Başka bir gazetecinin, “Dokunulmazlıklarla ilgili adım atma kararı almıştınız. Dilekçeler Meclis'e sunulacak mı? Nasıl bir yol haritası izleyeceksiniz?” sorusuna Demirtaş şu karşılığı verdi: “Arkadaşlarımız, dün hazırladılar, bugün herhalde verirler. Dokunulmaz konusundaki düşüncelerimiz belli. Seçim beyannamemiz, parti programımız okunursa orada biz dokunulmazlıkların tümden kaldırılmasını zaten savunuyoruz. Yurttaştan daha fazla niye dokunulmazlığımız olsun ki. Söylediğimiz sözler, kürsü dokunulumazlığı dışında ifade özgürlüğü dışında milletvekillerine dokunulmazlık gerekmez. Biz, ona ihtiyaç duymuyoruz. Hırsızlık mı yaptık, derhal yargılanmalıyız. Yolsuzluk mu yaptık, derhal yargılanmalıyız. Vatandaşın parasını mı çaldık, darhal yargılanmamız gerekiyor. Ne dokunulmazlığı? Biz, dokunulmazlık zırhını falan istemiyoruz ama öyle ayrımcılık yaparak da değil. 550 milletvekili tıpış tıpış gidelim hep birlikte dokunulmazlığımızı kaldıralım. Biz, evet oyu vereceğiz. Kendine güvenen hodri meydan. Dokunulmazlığımızı kaldıralım. Bak, yargı da onların elinde. Buna rağmen biz yargılanmaktan korkmuyoruz. İçimiz rahat. Eğer kendinden şüphesi yoksa milletvekillerinin Sayın Davutoğlu başta olmak üzere hep birlikte dokunulmazlıkları kaldıralım, maddeyi değiştirelim. Herkes rahat etsin.”

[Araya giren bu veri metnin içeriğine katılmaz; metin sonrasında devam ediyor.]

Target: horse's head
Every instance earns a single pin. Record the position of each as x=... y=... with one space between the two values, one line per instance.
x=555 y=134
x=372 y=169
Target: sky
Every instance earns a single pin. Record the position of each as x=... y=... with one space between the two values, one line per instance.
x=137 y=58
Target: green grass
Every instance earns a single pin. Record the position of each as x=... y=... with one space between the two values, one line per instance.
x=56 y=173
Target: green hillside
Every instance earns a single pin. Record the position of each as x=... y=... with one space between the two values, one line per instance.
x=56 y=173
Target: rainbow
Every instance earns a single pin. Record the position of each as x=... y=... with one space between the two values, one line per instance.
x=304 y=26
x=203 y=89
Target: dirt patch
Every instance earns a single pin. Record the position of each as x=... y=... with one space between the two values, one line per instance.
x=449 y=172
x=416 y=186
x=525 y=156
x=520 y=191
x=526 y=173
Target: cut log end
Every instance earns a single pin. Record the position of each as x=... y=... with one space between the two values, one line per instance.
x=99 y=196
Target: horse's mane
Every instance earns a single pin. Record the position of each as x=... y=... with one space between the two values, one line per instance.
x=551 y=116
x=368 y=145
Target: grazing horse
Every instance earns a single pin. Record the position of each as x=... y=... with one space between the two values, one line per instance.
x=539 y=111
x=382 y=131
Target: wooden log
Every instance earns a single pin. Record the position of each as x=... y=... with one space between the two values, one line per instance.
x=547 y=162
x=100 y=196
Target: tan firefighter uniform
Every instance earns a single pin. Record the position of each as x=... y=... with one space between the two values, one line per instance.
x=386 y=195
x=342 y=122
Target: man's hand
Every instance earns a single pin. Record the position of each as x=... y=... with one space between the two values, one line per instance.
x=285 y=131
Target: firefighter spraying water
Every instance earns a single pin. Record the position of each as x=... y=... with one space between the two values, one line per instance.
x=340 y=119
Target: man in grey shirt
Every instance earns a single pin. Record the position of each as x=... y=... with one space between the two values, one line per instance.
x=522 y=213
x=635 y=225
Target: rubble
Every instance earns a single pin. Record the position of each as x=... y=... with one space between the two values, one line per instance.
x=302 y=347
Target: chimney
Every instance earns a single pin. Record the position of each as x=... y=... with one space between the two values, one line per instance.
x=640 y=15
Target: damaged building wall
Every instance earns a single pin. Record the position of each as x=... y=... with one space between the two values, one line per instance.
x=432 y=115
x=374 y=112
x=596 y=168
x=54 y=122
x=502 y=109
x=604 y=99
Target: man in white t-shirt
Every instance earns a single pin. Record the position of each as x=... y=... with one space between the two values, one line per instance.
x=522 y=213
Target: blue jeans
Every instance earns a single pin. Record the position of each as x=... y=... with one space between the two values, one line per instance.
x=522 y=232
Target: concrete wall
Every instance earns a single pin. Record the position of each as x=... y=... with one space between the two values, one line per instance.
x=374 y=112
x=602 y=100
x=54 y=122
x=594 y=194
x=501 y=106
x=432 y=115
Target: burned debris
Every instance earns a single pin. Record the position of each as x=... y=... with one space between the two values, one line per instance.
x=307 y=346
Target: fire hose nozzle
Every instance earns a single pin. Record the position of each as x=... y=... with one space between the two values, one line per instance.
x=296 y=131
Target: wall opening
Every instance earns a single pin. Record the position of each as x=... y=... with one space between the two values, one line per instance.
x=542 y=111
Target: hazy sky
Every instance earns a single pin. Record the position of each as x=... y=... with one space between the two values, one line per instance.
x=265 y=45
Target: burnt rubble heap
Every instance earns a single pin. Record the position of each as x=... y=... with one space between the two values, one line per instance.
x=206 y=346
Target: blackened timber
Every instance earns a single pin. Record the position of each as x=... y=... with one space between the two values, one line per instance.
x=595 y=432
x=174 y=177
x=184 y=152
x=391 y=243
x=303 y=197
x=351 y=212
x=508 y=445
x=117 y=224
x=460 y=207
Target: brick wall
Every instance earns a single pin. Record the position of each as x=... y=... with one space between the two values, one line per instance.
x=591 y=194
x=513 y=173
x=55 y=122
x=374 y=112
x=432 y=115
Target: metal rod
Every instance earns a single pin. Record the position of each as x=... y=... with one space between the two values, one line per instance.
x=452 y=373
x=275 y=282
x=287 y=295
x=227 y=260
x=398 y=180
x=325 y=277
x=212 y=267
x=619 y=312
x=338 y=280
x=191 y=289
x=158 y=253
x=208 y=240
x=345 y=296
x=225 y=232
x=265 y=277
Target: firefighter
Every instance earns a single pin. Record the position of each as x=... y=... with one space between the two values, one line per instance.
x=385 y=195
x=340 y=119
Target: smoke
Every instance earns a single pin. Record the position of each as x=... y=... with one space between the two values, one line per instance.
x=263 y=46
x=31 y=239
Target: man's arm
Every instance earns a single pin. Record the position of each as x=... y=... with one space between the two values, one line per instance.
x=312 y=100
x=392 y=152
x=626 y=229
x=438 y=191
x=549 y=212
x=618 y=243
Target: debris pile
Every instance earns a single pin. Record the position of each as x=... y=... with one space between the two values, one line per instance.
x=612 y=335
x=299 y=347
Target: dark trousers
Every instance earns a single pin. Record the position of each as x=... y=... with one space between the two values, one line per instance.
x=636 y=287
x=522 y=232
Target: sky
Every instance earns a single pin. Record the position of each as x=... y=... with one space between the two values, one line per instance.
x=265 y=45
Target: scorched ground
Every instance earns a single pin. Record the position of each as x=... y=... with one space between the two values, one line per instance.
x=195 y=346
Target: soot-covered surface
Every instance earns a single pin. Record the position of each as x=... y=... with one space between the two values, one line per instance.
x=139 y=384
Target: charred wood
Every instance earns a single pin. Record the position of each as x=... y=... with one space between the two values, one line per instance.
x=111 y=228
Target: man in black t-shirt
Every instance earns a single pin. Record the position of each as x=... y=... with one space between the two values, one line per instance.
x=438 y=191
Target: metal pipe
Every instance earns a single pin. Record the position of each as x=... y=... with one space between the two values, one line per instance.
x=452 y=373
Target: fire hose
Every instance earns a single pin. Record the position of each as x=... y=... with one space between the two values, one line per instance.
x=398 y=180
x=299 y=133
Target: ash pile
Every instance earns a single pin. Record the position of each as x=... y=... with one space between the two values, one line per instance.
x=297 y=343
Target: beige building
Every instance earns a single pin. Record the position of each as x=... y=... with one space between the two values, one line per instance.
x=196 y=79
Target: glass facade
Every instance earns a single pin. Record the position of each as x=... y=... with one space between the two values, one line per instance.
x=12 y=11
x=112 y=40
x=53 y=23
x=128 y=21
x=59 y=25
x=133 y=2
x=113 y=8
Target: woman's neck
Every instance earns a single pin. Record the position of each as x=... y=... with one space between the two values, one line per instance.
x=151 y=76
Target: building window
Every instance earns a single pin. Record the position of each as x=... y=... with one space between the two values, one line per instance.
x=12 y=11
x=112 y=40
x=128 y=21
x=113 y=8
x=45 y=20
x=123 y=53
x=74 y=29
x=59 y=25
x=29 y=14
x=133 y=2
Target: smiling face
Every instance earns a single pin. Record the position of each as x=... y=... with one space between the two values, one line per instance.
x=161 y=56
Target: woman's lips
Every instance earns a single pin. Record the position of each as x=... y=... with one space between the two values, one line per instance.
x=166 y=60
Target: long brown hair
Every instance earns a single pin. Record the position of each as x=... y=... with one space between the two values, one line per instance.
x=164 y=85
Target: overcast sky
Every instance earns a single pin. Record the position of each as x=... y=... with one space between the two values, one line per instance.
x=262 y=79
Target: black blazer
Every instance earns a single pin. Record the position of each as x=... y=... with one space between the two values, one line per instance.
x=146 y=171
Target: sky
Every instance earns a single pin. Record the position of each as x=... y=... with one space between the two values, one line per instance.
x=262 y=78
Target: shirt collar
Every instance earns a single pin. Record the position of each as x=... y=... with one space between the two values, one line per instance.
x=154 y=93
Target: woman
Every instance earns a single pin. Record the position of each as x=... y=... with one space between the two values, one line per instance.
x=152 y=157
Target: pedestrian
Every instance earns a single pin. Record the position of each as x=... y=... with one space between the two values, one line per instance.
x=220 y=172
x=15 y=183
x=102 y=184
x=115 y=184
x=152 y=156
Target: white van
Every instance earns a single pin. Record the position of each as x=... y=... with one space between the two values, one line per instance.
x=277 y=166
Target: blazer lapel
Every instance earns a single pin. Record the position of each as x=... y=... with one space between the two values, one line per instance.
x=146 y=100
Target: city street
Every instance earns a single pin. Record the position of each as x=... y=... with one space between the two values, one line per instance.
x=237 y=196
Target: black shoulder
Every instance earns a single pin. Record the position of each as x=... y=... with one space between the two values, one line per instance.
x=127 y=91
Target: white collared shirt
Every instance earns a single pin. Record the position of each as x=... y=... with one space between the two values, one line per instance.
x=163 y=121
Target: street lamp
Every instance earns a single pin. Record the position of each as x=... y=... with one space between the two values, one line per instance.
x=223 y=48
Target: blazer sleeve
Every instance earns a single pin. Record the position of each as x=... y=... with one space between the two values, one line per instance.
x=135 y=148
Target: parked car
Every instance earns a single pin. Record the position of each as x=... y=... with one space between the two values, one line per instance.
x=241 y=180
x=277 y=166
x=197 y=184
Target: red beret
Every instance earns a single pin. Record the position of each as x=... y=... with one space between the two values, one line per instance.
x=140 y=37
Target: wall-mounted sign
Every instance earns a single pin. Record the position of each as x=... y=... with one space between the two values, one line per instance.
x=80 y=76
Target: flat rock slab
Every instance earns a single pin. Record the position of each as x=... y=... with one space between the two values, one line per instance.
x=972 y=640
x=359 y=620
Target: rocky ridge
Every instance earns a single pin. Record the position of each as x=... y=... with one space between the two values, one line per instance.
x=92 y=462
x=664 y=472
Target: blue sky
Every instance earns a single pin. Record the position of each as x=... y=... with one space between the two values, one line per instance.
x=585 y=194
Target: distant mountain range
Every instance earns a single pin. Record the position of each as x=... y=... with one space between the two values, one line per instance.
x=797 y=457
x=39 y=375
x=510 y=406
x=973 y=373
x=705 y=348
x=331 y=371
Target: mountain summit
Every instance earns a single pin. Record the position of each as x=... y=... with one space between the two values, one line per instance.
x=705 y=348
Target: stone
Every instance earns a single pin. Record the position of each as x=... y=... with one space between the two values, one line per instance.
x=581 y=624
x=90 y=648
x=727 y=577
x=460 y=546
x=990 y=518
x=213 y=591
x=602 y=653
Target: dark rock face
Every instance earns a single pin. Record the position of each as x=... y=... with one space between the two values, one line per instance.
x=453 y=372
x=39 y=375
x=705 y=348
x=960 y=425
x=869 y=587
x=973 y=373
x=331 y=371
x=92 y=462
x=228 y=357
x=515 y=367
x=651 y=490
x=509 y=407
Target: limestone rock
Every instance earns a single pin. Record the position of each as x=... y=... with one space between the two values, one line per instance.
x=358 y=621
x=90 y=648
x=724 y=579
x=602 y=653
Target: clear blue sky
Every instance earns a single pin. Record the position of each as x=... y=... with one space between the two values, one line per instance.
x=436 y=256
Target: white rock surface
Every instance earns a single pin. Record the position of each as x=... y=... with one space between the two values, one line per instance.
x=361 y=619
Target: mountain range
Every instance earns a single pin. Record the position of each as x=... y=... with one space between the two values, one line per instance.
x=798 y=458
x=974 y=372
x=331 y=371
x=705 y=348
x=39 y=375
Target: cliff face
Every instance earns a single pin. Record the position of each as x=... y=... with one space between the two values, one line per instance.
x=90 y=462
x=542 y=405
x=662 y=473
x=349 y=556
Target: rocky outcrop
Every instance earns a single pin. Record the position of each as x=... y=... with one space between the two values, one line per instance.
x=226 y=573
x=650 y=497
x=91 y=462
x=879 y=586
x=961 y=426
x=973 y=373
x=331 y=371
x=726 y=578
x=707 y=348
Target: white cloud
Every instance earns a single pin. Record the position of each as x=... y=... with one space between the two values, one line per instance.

Başka bir gazetecinin, “Kılıçdaroğlu ile bir görüşme niyetinde olduğunuza dair bilgiler var böyle bir girişiminiz var mı?” sorusu üzerine Demirtaş, “Bir girişimimiz yok ama ben eş başkanımızla birlikte Kılıçdaroğlu ile birlikte başka parti yetkilileri ile bir araya gelip ülkenin içinde bulunduğu durumu değerlendirebiliriz diye düşünüyorum. Diyaloğa kapalı değiliz, Kılıçdaroğlu’nun da kapalı olacağını düşünmüyorum, böyle bir ihtiyaç doğabilir. Önümüzdeki günlerde tabiki bir araya gelmek gerekir. İçinden geçtiğimiz süreçte karşılıklı bilgilendirme ve karşılıklı neler yapabiliriz mevzusunu enine boyuna tartışmakta fayda var.” şeklinde konuştu.